This Financial Times editorial came across my email alerts last night, reminding us that somewhere along the line either the U.S. government or the media or both came up with this mythic assumption that talking to Russia about security issues became mutually exclusive from any discussion on values. The whole “sphere of influences” topic is quickly rising as the #1 problem between Russia and the United States – and, as pointed out by this editorial, Mr. Obama’s July trip could easily be ruined by an “unexpected incident” in these unstable regions.
But the real test of the Obama approach to Russia will come in how the US responds to Moscow’s claims for primacy in its “near abroad”, the former Soviet Union. Washington has postponed talk of soon bringing Ukraine and Georgia into Nato, and has gone quiet on plans for missile shield bases in eastern Europe.

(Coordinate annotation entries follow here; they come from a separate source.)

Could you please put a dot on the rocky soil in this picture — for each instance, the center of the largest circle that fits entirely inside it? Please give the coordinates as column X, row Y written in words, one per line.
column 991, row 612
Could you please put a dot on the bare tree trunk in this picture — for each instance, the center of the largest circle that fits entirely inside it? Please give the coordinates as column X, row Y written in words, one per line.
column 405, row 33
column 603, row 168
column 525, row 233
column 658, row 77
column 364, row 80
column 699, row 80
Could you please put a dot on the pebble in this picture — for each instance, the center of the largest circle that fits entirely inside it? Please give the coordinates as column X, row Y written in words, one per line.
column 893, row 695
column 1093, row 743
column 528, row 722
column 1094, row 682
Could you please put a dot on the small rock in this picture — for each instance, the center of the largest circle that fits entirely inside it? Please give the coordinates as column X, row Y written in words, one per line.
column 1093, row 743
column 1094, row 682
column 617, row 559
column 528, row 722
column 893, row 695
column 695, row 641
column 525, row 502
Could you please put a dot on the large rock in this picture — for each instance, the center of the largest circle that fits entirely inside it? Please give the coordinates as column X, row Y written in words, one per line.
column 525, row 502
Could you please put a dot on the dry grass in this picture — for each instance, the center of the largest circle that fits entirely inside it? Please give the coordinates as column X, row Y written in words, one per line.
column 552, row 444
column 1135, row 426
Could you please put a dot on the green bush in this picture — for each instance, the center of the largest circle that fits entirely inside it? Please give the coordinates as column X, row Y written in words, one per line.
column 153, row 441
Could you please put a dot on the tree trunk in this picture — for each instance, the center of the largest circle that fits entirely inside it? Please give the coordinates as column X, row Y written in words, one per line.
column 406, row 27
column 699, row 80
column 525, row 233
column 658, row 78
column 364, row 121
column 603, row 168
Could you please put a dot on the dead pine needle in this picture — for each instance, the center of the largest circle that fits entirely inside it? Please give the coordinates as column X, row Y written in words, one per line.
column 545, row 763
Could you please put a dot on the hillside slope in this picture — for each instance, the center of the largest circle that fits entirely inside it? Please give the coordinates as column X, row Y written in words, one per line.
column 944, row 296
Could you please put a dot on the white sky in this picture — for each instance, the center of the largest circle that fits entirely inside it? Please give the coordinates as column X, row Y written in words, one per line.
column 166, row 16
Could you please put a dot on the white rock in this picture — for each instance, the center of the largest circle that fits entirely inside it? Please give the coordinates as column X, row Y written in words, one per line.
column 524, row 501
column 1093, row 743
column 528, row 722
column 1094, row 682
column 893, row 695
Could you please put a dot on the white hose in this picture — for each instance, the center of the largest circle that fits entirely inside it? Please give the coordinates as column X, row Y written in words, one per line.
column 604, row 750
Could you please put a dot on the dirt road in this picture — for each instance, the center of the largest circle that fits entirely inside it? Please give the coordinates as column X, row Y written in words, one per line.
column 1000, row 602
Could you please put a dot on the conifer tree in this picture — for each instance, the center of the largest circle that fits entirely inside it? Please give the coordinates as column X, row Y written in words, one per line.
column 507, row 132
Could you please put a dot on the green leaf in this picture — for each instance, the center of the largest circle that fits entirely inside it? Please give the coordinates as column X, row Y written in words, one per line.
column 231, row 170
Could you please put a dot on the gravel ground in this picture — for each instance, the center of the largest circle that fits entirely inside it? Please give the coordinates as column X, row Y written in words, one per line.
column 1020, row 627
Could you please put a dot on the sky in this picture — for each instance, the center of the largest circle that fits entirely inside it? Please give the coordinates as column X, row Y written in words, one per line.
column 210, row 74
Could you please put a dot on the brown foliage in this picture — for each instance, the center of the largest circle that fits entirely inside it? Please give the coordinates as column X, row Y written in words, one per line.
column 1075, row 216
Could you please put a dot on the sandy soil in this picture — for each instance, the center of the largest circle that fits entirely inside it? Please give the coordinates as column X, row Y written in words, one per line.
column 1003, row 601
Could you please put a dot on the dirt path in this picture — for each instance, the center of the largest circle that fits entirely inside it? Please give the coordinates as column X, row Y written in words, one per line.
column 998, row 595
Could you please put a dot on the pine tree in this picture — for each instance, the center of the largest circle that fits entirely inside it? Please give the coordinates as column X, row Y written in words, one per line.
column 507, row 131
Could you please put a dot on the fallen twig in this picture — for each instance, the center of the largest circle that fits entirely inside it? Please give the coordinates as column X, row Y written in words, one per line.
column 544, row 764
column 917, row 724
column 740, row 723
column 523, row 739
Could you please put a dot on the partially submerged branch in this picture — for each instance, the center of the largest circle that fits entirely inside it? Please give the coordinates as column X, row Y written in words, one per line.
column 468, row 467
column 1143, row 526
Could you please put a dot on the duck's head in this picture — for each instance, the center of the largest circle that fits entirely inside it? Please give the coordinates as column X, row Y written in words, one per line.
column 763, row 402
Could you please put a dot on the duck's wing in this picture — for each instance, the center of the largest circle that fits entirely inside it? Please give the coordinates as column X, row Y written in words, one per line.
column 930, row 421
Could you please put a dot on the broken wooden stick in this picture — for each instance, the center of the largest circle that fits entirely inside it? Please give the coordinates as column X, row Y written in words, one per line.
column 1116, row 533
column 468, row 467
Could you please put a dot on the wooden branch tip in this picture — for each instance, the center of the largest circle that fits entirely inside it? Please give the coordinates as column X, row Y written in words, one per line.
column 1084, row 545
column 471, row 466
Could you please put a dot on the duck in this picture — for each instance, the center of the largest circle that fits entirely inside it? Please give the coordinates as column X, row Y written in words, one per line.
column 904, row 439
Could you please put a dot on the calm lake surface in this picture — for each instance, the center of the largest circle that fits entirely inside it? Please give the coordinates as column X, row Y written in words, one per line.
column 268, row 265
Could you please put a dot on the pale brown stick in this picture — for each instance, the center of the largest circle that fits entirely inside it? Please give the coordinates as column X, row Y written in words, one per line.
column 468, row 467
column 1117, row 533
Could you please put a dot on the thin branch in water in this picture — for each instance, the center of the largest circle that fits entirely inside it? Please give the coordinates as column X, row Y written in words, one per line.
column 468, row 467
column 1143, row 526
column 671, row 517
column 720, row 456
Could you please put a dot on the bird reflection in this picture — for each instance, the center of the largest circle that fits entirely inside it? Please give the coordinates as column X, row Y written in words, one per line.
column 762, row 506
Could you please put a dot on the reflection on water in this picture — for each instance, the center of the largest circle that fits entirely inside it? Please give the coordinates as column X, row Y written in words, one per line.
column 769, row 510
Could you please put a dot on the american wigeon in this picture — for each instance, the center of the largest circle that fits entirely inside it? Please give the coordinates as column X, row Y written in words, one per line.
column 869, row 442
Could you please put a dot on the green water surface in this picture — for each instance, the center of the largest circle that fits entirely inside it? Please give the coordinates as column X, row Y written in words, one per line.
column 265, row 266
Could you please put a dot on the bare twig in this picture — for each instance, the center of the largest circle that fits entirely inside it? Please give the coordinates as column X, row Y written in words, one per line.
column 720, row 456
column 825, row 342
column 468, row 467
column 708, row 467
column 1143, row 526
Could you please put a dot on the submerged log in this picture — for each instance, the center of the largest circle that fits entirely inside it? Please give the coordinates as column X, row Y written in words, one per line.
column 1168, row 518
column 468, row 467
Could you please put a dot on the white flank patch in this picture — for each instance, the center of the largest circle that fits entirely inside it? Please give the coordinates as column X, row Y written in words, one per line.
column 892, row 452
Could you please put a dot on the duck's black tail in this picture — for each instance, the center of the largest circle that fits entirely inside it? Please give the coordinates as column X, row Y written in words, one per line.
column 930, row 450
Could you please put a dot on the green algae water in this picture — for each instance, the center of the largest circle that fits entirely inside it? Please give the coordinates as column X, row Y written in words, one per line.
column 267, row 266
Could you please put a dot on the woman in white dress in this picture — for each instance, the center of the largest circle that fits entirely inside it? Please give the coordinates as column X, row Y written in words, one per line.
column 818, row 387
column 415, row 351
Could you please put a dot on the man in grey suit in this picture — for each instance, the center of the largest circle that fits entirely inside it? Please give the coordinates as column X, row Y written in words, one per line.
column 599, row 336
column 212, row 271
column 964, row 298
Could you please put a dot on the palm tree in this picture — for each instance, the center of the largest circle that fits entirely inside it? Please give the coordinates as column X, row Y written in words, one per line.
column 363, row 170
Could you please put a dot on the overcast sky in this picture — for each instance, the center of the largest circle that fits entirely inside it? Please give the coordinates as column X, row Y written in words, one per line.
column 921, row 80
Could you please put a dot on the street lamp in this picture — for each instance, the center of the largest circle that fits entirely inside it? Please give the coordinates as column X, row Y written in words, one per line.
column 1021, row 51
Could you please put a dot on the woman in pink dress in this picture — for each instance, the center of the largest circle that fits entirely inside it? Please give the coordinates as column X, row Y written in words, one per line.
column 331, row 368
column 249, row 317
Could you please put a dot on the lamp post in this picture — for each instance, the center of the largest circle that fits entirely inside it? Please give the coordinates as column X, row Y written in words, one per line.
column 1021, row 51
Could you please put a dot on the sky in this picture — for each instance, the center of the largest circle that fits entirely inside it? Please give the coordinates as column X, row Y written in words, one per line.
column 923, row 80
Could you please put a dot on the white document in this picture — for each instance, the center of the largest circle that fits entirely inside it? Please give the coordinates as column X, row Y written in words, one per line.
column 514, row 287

But Russia wants more and demands a say on all strategic matters in the region, not least energy supplies. The US must not abandon the former Soviet republics to a renewed Russian domination. Washington cannot offer Georgia as much support as it gives, for example, the Baltic states, but Russia must not be allowed a free hand.
Much will depend on events in two key countries – Ukraine and Georgia – which are both wracked by instability, as was shown last week in Georgia’s apparent failed coup. Mr Obama’s carefully defined Russia strategy could yet fall foul of unexpected incidents in Kiev or Tbilisi.